You're right that this is separate from the handling of the oops, which is the main exploitability that TFA is getting at, and certainly fixing one deref leading to an oops (the proc file chasing NULL) doesn't fix the other bug of "any oops can be further exploited".
But the context of this subthread is the implication that you must have some null, and some thing must happen when it is chased. That assumption is wrong, that's what the core of the comment I'm making is getting at: you can't follow a null if you don't have the possibility of them in the first place. (Or where you must have an Option<T>, you can build safe interfaces for handling that fact.)
> unwrap() would trigger the exact same bug described in the blog post with regards to reference count rollover
If we consider this instead as "an unwrap occurring during the oops handling", maybe, but it's not guaranteed that that is the case. Other aspects of Rust could similarly prevent that bug. I haven't fully grokked the latter half of the article, but I didn't think it would be necessary for the comment, as, a. the chain was about "Printing /proc/$pid/smaps is not on any conceivable performance-critical hot path." and b. followed by the question about null.
Ref-counting in Rust is often dealt with via RAII, and is safe through that, both in that RAII means the refcount is managed correctly and without input from the coder, but also Rc (and I presume Arc) will abort on overflow. I don't know if that would fully translate to kernel code, given that we might be taking refs due to the actions of userland, and that might be happening near the userland/kernel boundary and be reasonably subject to unsafe code that could very well fall prey to the same problems.
Yes, but fundamentally the kernel's inability to handle exceptional cases is all in deference to performance. Non-performance-critical sections, which in a fair analysis would be 99.9% of the kernel at least, should be written in a language and style that provides structured unwinding, not just jumping to the error case and whoops I accidentally jumped beyond all the unlocks and reference count decrements and deallocations. That's the issue.

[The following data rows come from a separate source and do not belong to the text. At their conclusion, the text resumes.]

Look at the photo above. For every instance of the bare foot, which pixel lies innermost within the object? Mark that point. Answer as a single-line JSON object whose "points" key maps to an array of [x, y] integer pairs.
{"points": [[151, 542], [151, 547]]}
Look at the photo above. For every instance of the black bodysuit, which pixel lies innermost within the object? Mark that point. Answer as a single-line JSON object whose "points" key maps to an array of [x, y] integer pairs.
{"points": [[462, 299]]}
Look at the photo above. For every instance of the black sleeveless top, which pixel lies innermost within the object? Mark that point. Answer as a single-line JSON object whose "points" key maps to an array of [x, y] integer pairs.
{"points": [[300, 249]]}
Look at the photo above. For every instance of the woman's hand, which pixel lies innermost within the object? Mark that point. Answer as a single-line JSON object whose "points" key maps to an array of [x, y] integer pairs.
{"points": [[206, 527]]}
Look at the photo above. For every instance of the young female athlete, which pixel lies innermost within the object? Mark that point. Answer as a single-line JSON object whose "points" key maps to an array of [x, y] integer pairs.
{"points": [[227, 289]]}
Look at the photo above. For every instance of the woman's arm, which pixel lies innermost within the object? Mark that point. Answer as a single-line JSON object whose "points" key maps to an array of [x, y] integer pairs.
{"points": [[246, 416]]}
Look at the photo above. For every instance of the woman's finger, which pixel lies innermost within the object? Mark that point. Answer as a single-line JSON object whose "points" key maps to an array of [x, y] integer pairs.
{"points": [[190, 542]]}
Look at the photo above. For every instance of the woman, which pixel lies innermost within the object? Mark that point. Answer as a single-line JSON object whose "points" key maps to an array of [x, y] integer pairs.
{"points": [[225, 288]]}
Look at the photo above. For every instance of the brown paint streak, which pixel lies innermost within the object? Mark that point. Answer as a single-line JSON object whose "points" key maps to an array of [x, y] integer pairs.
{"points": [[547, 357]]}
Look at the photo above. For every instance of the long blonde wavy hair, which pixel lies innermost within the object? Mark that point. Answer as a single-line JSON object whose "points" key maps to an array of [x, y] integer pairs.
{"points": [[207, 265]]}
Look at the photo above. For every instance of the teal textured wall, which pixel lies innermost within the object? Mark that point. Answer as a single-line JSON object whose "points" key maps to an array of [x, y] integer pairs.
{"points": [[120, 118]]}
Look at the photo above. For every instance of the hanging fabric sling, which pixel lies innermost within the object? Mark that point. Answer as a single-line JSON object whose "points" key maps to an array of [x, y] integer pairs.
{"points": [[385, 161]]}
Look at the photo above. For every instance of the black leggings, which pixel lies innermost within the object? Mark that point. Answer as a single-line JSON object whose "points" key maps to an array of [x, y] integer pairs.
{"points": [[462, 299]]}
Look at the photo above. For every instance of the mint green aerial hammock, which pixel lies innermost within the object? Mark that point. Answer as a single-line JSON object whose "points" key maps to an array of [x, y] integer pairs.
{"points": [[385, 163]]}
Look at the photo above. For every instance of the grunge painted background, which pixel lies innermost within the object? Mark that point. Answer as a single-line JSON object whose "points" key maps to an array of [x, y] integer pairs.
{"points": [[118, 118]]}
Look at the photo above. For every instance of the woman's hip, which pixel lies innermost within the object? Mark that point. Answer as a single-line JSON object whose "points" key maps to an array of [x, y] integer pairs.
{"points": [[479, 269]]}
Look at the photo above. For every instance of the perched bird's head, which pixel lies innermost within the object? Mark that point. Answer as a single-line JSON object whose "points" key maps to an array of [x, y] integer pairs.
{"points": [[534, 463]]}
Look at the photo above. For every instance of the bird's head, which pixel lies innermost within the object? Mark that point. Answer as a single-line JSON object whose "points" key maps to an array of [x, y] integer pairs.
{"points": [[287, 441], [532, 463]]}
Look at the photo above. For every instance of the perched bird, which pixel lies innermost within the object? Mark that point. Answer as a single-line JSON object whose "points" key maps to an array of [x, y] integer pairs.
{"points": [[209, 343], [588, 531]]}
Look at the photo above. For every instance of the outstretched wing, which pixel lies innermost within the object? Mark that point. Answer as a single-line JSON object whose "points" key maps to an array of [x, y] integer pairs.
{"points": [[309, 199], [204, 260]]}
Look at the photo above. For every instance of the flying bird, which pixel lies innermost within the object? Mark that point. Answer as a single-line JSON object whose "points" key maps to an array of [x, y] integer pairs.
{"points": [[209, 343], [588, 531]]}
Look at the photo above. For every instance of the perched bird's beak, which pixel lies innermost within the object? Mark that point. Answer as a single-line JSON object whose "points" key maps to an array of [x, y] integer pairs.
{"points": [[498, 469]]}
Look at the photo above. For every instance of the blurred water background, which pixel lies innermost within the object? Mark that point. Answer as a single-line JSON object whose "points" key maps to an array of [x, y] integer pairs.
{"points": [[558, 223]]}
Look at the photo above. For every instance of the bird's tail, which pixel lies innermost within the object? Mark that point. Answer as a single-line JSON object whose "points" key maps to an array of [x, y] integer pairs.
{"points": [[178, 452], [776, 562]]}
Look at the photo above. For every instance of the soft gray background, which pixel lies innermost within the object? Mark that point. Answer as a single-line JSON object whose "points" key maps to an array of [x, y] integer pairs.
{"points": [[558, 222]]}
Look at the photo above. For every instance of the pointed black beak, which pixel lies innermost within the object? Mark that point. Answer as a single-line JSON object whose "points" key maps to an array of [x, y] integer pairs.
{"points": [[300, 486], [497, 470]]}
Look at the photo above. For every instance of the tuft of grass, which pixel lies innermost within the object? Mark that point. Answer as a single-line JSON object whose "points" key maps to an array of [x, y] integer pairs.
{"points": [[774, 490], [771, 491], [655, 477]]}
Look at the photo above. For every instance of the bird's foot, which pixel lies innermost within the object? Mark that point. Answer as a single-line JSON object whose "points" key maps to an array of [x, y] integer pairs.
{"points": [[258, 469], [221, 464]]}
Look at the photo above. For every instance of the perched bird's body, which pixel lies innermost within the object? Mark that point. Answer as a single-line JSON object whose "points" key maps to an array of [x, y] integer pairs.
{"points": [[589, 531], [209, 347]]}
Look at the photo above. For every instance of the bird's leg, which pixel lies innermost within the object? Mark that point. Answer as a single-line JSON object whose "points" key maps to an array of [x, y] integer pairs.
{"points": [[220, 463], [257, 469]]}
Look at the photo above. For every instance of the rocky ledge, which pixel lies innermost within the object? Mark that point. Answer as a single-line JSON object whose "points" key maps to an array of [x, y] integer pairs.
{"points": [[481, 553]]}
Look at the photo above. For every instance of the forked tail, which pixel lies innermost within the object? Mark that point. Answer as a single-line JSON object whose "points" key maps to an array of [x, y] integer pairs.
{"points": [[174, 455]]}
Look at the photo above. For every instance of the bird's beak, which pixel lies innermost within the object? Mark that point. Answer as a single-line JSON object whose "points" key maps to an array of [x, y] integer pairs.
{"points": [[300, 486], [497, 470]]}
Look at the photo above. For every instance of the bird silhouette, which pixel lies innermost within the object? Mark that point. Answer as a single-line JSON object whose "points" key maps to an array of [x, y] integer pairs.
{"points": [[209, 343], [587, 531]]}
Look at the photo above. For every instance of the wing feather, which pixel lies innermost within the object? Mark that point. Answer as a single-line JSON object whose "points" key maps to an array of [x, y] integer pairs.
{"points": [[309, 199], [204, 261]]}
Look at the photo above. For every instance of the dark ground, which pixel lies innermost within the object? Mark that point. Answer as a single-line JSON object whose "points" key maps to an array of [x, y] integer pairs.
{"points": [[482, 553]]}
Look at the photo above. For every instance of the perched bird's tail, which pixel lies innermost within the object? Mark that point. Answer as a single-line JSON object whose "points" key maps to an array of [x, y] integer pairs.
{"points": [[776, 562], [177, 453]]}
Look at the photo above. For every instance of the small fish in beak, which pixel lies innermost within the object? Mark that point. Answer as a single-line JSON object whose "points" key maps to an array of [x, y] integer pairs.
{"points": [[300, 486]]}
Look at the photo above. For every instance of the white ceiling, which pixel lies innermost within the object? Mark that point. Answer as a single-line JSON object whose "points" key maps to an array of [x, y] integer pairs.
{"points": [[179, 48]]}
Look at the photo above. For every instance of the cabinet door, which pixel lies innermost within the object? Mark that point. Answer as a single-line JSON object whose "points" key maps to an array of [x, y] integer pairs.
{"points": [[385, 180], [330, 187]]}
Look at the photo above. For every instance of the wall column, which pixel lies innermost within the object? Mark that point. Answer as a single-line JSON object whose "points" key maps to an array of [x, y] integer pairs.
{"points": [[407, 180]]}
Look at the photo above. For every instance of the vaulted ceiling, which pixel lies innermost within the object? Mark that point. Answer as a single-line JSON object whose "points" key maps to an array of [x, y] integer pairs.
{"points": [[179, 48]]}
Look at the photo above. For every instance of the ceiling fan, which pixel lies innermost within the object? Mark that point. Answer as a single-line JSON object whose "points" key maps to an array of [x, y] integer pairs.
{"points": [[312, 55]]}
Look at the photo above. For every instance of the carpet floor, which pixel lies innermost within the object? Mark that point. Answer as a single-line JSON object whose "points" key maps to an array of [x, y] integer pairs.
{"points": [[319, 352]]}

You wouldn't allow code that aborts without cleanup in these areas of the kernel, or in the kernel at all.
You can't make a similar rule against null dereferences, because those happen by accident. (Unless you wrap every single pointer dereference, which is not happening.)
If you don't allow aborting, then the compiler makes you write an error-handling path that returns, and the cleanup code will not be skipped.
These juvenile and facile retorts do not elevate the discourse, nor are they a good look. As a long-time OpenBSD developer you have a lot of smart things to say about technical subjects, including kernels specifically, and I wish you would leave the dumb snarky comments unwritten.
If an abort function still triggers cleanup, then yes it is better. C doesn't have such a thing, so your sarcasm about 'telling them' is unwarranted.
If an abort function doesn't trigger cleanup, then you can block it at compile time to prevent this kind of bug. But before you can even think about doing that, you need to split pointers into nullable and non-nullable. And the kernel devs already know about that idea, and how hard it is to implement in C.
Nobody is naively suggesting "hey kernel devs do this thing!" as if there isn't decades of momentum behind the current codebase. It's just a look at how C is bad at this particular kind of bug.
Ideally it has a iterator construct built in so it views an empty linked list chain truly as an empty list without derefencing the first (null) item preemptively.
In order to have the safe language I believe you would need to decompose the code shown here in show_smaps_rollup(). If the null deref occurred in the unsafe portion it would likely still do an oops. If the null deref occurred in the safe portion it would likely exit safely and cause the syscall to return some errno that describes a kernel fault.